I’d love to know if you try these cookies with icing, without icing, or have other variations that you love for the holidays.

Happy holidays!



Almond-Flour Gingerbread Cookies with All-Natural Royal Icing

Prep time: 20 mins   Total time: 30 mins  Yield: about 12 (2″ cookie cutters)

1 1/2 cup almond flour
3/4 cup tapioca starch/flour (or arrowroot)
1 teaspoon ground ginger
2 teaspoons ground cinnamon
1/2 teaspoon ground cloves
1/4 teaspoon sea salt
3 Tablespoons melted coconut oil
2 1/2 Tablespoons molasses
1/2 teaspoon vanilla extract

1. Preheat oven to 350°F. Mix together wet ingredients, set aside. In a separate bowl, mix together dry ingredients. Combine wet & dry ingredients and knead a bit with your hands until a firm cookie dough ball forms.
2. Roll out cookie dough between two sheets of parchment paper. If dough is sticky, you can chill it in the fridge for a few minutes. Use cookie cutters to cut out shapes and carefully place onto parchment-lined cookie sheet. Keep rolling out the dough scraps til you’ve used it all up (or have minimal waste.) I was able to get about 12-13 cookies using ~2 inch cookie cutters. The dough is raw so if you feel so inclined, you can just munch on the dough scraps, heh heh.
3. Bake cookies for about 10-12 minutes or until slightly puffy and browned around the edges. Remove from the oven and allow to cool on the cookie sheet before transferring to a cooling rack. Decorate if desired or just start gobbling them down!

All-Natural Royal Icing
Prep time: 5 mins  Total time: 10 mins  Yield: about 1 cup of icing

3/4 cup organic cane sugar or evaporated cane juice
1 Tablespoon tapioca or arrowroot starch
1 egg white (medium egg)
1/4 teaspoon vanilla extract (can sub almond extract or other flavors as desired)

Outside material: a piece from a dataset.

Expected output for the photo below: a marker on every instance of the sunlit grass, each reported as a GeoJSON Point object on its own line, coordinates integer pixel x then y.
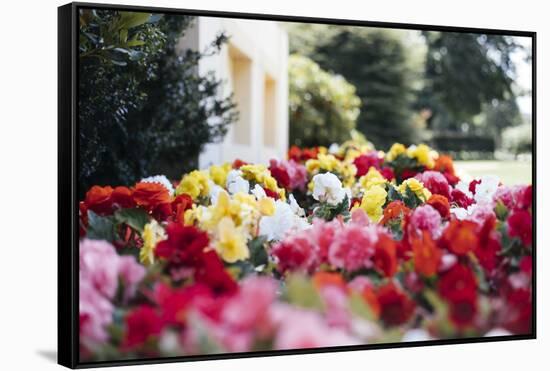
{"type": "Point", "coordinates": [509, 172]}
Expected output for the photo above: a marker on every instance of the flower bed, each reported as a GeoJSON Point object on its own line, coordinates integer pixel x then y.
{"type": "Point", "coordinates": [328, 248]}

1. In a microwave safe bowl, beat egg white and vanilla extract until fluffy peaks form.
2. Add 1 cup powdered sugar (grind together 3/4 cups organic cane sugar + 1 Tablespoon tapioca or arrowroot starch) and gently mix together with a rubber spatula till smooth and creamy.
3. Place bowl in microwave and heat in 3x 10-second intervals, stirring in between each interval. This helps heat-treat the eggs and better dissolve the sugars.
4. Allow to cool before pouring into a piping bag (or plastic baggy with the corner cut off).
5. Decorate cookies as desired. Allow icing to set at room temperature for about 30 minutes (or until firm to the touch) before stacking.
Tips: Add water to thin or add more powdered sugar to thicken as desired. If using pasteurized eggs, you can skip the microwave step. If you don’t like to microwave things, you can heat-treat using a double-boiler method on low heat.


Clean-eating alternative for classic gingerbread cutouts with royal icing. The icing dries solid and won't smudge!

4 Comments Add yours

  1. Katy says:

    What’s the weight if I add gluten free baking soda or baking powder?


    1. Hi there, I’m not an expert on gluten-free baking soda/powder, but I would imagine that you would use them 1:1 or follow the substitution instructions on the product label. Thank you!